From the first line of code to transitioning from an Auto Mechanic to a professional Software Developer.
1977 (ish): Writing Basic code on a Bally Entertainment System, wrote a simple Multi-Die + Adjustments dice rolling routine for D&D. Had to load and save via cassette tape.
Late 1977: Followed shortly thereafter by an Apple II+ that my dad received for his office. Wrote several D&D applications where I could run a random campaign pretty easily. Unfortunately, it was at his office most of the time.
1982: A KayPro II luggable continuously borrowed from a neighbor who didn't care to use it (it was supplied through his emplyer). I finally had something I could use on a regular basis. Ported all of my D&D code from the Apple II+ to the KayPro and wrote even more stuff for our D&D campaigning.
1983: Life happened... Didn't touch a computer for 5 years.
1988: Discovered BBS's via a friend of mine who ran one. Rented to own an 10Mhz IBM XT clone, taught myself QuickBasic and Pascal. Quickly acquired 2 80286 machines. Taught myself C. Picked up an 80386 machine. Ran a BBS of my own, wrote BBS Doors, other utilities.
1990: I was hired as a programmer writing billing and management code for a company (now defunct) in Carrollton Tx. The journey begins!
The first actual programming I did was on a Apple II sometime in the early 80's. I programmed generating and storing character sheets for D & D. I programmed in Apple Basic, but I THINK the actual Basic program code was written by Micro-Soft, if I remember correctly.

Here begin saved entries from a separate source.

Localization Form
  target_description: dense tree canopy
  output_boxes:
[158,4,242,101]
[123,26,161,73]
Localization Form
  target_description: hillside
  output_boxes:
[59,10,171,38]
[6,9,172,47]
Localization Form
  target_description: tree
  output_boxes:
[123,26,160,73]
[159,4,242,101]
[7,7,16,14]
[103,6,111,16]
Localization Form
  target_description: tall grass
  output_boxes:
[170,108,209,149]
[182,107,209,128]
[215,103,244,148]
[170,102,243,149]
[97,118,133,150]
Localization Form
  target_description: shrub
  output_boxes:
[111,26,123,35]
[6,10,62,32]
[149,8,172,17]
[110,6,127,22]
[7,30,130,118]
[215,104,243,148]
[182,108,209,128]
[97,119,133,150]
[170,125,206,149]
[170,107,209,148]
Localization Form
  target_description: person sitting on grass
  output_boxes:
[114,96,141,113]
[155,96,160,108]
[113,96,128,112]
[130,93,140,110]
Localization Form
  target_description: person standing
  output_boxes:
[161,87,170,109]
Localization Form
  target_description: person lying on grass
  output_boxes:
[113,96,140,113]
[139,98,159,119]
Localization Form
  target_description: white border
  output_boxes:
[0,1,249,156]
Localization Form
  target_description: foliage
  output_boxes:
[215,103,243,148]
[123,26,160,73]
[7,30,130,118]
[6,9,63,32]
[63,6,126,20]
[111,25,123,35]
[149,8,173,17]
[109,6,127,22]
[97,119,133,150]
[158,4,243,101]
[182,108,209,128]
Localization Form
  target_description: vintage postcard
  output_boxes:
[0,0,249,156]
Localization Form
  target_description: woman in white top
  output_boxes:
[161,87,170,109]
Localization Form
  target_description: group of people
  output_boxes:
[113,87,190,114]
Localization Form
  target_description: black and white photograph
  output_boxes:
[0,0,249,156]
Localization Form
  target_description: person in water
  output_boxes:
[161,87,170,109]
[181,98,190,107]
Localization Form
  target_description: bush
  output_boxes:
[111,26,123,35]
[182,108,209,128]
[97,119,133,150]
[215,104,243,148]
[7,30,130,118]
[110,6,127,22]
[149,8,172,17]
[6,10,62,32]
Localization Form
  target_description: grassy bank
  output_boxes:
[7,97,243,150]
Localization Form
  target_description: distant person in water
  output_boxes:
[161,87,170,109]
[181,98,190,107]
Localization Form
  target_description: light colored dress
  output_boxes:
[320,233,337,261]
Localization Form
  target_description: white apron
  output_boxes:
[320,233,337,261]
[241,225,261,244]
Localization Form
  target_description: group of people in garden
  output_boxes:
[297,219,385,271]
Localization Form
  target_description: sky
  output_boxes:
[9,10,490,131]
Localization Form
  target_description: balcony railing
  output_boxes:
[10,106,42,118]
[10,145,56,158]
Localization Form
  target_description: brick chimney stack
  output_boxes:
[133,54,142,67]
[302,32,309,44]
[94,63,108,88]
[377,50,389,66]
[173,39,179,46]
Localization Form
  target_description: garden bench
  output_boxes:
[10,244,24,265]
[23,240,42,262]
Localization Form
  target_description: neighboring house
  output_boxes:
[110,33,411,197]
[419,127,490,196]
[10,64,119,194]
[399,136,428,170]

What got me interested in programs themselves was my first computer, a TRS-80, from 1978. I had a game called Pursuit of the Graf Spee. You had to load it from a cassette tape using a standard player connected to the computer by an audio patch cable. I discovered if you hit the Break characters (don't remember if it was Cntrl-C or not) the program would stop, you could see the code that made up the game, and you could alter the ship's performance.
You alternated sitting at the keyboard/screen. The German Player would enter his move/speed, then the British would enter theirs. The British had more ships, but the fast ones were out-gunned by the Spee and the big gun Rodney was too slow to catch it in a race. Unless like me you hit the Program Break and altered the code before starting the game for real. You could change it so that you had incredible amounts of fuel, travel at 99 knots and have a ridiculous number of guns and armor. You could only have 2 digit numbers for turrets, armor and guns per turret on the ship, but that let you put 99 turrets, with 99 guns each. And 99 inches of armor.

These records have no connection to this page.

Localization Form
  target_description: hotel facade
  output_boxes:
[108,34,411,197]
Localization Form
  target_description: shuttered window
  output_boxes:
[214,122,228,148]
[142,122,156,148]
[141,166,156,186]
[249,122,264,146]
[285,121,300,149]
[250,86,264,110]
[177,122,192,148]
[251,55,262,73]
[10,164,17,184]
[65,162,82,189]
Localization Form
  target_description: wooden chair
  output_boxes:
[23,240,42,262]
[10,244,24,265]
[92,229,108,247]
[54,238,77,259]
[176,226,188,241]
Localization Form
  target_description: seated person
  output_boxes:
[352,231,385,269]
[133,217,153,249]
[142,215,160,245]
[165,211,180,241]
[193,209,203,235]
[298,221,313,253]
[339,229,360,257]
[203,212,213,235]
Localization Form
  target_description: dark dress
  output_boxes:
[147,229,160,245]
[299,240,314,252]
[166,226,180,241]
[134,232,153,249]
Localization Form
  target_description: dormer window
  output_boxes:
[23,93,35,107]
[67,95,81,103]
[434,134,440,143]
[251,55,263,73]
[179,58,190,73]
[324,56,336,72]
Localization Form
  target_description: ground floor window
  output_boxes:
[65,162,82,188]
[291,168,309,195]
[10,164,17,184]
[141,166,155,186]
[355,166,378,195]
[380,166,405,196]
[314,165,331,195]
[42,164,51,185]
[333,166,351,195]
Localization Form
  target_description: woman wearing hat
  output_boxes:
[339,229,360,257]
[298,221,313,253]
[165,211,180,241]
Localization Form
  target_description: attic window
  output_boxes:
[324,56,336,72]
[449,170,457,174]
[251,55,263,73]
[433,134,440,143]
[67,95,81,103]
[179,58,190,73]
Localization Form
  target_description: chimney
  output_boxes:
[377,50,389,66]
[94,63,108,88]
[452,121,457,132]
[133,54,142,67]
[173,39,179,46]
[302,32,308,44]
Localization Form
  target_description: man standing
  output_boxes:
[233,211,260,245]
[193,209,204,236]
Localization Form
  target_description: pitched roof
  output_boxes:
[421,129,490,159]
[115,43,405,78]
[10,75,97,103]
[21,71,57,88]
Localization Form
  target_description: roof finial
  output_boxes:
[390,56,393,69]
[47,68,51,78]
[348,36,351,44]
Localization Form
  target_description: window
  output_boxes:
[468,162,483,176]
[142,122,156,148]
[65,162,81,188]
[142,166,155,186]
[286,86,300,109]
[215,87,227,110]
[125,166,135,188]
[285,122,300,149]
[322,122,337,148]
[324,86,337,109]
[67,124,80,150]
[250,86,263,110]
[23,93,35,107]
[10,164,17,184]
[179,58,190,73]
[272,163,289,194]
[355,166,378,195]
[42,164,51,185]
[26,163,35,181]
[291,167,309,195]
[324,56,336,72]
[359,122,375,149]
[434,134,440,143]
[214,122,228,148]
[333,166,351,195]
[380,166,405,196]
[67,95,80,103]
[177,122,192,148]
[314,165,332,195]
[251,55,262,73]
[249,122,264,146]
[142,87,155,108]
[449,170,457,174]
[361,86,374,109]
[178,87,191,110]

It was a fun trick to play once on someone, but the game alterations weren't saved so you had to alter the code each time, and you had to do it without the other player knowing you did it. But it was fun looking through the code and figuring out what commands/code did what, and how they set up the situation and what percentages they assigned different actions and what they did to keep track of the 5 or 6 ships the 2 players controlled.

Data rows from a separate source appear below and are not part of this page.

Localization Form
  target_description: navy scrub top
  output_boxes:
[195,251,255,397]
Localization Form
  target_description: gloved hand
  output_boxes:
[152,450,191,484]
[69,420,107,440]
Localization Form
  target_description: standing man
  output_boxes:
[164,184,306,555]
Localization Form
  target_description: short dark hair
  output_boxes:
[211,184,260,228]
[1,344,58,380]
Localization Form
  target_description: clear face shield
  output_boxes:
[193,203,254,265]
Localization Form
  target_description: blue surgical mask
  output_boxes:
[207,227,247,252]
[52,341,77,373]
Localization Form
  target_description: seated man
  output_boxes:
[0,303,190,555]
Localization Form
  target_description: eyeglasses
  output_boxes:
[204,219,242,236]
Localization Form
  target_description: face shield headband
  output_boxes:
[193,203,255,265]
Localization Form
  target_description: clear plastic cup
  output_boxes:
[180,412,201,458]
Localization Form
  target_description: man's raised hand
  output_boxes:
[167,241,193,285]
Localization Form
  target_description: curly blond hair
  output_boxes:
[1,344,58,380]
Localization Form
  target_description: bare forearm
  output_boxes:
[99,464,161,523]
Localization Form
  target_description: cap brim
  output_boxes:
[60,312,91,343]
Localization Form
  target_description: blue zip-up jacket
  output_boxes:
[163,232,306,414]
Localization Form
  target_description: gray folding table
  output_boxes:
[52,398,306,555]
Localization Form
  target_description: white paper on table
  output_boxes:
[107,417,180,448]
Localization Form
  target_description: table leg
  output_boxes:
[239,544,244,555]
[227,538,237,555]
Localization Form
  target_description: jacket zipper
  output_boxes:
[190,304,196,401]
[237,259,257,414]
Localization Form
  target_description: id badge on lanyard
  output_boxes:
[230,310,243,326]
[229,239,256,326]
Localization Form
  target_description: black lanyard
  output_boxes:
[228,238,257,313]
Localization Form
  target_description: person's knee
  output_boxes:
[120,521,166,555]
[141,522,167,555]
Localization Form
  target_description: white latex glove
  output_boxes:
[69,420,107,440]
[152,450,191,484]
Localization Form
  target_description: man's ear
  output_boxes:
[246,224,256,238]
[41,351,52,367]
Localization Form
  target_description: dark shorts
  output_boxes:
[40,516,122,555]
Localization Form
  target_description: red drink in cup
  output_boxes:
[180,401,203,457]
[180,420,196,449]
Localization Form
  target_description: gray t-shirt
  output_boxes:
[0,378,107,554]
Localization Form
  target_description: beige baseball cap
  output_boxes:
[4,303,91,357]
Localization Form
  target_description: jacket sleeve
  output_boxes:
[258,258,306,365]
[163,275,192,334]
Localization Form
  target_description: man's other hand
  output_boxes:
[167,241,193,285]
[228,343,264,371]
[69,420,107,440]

When I went to school the beginner languages taught was Fortran and Pascal, with C being what was pushed for advanced language. COBOL still was taught but it was an optional class.
1969 assembly language on a Varian Associates 620i 16 bit computer with 4k of core memory. Teletype punch paper tape to load program, after manually entering bootstrap program from front panel switches. System used to control and record data from a Farrington Electronics OCR page reader.